$\newcommand{\+}{^{\dagger}} \newcommand{\angles}[1]{\left\langle\, #1 \,\right\rangle} \newcommand{\braces}[1]{\left\lbrace\, #1 \,\right\rbrace} \newcommand{\bracks}[1]{\left\lbrack\, #1 \,\right\rbrack} \newcommand{\ceil}[1]{\,\left\lceil\, #1 \,\right\rceil\,} \newcommand{\dd}{{\rm d}} \newcommand{\down}{\downarrow} \newcommand{\ds}[1]{\displaystyle{#1}} \newcommand{\expo}[1]{\,{\rm e}^{#1}\,} \newcommand{\fermi}{\,{\rm f}} \newcommand{\floor}[1]{\,\left\lfloor #1 \right\rfloor\,} \newcommand{\half}{{1 \over 2}} \newcommand{\ic}{{\rm i}} \newcommand{\iff}{\Longleftrightarrow} \newcommand{\imp}{\Longrightarrow} \newcommand{\isdiv}{\,\left.\right\vert\,} \newcommand{\ket}[1]{\left\vert #1\right\rangle} \newcommand{\ol}[1]{\overline{#1}} \newcommand{\pars}[1]{\left(\, #1 \,\right)} \newcommand{\partiald}[3][]{\frac{\partial^{#1} #2}{\partial #3^{#1}}} \newcommand{\pp}{{\cal P}} \newcommand{\root}[2][]{\,\sqrt[#1]{\vphantom{\large A}\,#2\,}\,} \newcommand{\sech}{\,{\rm sech}} \newcommand{\sgn}{\,{\rm sgn}} \newcommand{\totald}[3][]{\frac{{\rm d}^{#1} #2}{{\rm d} #3^{#1}}} \newcommand{\ul}[1]{\underline{#1}} \newcommand{\verts}[1]{\left\vert\, #1 \,\right\vert} \newcommand{\wt}[1]{\widetilde{#1}}$ $\ds{\sum_{k = 1}^{n}{1 \over n^{2} - 4\pars{k - 1}^{2}} ={\pi n\cot\pars{\pi n/2} - n\Psi\pars{n/2} + n\Psi\pars{3 n/2} + 2 \over 4 n^{2}}:\ {\large ?}}$
\begin{align} &\color{#c00000}{\sum_{k = 1}^{n}{1 \over n^{2} - 4\pars{k - 1}^{2}}} =-\,{1 \over 4}\sum_{k = 0}^{n - 1}{1 \over k^{2} - n^{2}/4} =-\,{1 \over 4}\sum_{k = 0}^{n - 1}{1 \over \pars{k + n/2}\pars{k - n/2}} \\[3mm]&=-\,{1 \over 4}\sum_{k = 0}^{\infty}\bracks{% {1 \over \pars{k + n/2}\pars{k - n/2}} - {1 \over \pars{k + 3n/2}\pars{k + n/2}}} \\[3mm]&=-\,{1 \over 4}\, {\Psi\pars{n/2} - \Psi\pars{-n/2} \over \pars{n/2} - \pars{-n/2}} + {1 \over 4}\, {\Psi\pars{3n/2} - \Psi\pars{n/2} \over \pars{3n/2} - \pars{n/2}} \end{align} where $\ds{\Psi\pars{z}}$ is the Digamma Function. See ${\bf\mbox{6.3.1}}$ in that link.

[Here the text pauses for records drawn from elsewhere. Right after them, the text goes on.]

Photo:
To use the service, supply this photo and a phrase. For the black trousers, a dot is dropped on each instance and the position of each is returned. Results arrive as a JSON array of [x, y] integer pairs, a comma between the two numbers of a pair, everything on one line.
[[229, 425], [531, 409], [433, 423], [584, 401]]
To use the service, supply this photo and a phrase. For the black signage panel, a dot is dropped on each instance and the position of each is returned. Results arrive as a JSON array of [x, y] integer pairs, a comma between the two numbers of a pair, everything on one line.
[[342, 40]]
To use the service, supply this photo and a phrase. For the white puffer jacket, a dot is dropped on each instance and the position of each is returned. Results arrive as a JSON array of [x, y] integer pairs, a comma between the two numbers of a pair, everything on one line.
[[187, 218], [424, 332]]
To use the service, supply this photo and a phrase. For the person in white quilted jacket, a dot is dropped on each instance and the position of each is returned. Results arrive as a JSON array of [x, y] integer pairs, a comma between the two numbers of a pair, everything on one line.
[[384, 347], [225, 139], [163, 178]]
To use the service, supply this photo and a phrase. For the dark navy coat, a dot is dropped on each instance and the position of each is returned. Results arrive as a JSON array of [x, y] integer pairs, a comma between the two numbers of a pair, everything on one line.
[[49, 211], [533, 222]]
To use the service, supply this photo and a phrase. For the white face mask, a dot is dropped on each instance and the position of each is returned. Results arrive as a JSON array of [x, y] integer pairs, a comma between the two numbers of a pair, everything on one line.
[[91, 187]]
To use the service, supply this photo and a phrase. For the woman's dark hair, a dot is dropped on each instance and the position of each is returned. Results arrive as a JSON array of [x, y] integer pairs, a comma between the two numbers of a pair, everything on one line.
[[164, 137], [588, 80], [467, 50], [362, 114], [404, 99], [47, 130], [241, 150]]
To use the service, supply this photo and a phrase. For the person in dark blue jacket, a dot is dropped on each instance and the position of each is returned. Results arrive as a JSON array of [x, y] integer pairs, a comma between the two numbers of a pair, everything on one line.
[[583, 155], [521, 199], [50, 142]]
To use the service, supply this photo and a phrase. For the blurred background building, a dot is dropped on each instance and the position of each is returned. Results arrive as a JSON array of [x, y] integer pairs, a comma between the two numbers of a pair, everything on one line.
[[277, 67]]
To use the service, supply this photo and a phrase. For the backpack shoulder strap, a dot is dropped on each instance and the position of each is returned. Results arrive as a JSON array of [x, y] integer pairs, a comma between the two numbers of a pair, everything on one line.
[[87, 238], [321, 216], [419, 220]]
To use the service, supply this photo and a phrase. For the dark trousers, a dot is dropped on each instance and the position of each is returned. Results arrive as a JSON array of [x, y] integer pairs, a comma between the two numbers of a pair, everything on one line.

$ \color{#c00000}{\sum_{k = 1}^{n}{1 \over n^{2} - 4\pars{k - 1}^{2}}} ={\Psi\pars{3n/2} - 2\Psi\pars{n/2} + \Psi\pars{-n/2} \over 4n}\tag{1} $
With formula ${\bf\mbox{6.3.7}}$ we'll get $ \Psi\pars{-\,{n \over 2}} = \Psi\pars{1 + {n \over 2}} -\pi\cot\pars{\pi\bracks{-\,{n \over 2}}} $
Moreover, $\ds{\Psi\pars{1 + n/2} = \Psi\pars{n/2} + 1/\pars{n/2}}$ where we used the identity ${\bf\mbox{6.3.5}}$ such that: $ \Psi\pars{-\,{n \over 2}} =\Psi\pars{n \over 2} + {2 \over n} + \pi\cot\pars{\pi n \over 2} $
The final answer is found by replacing this result in expression $\pars{1}$.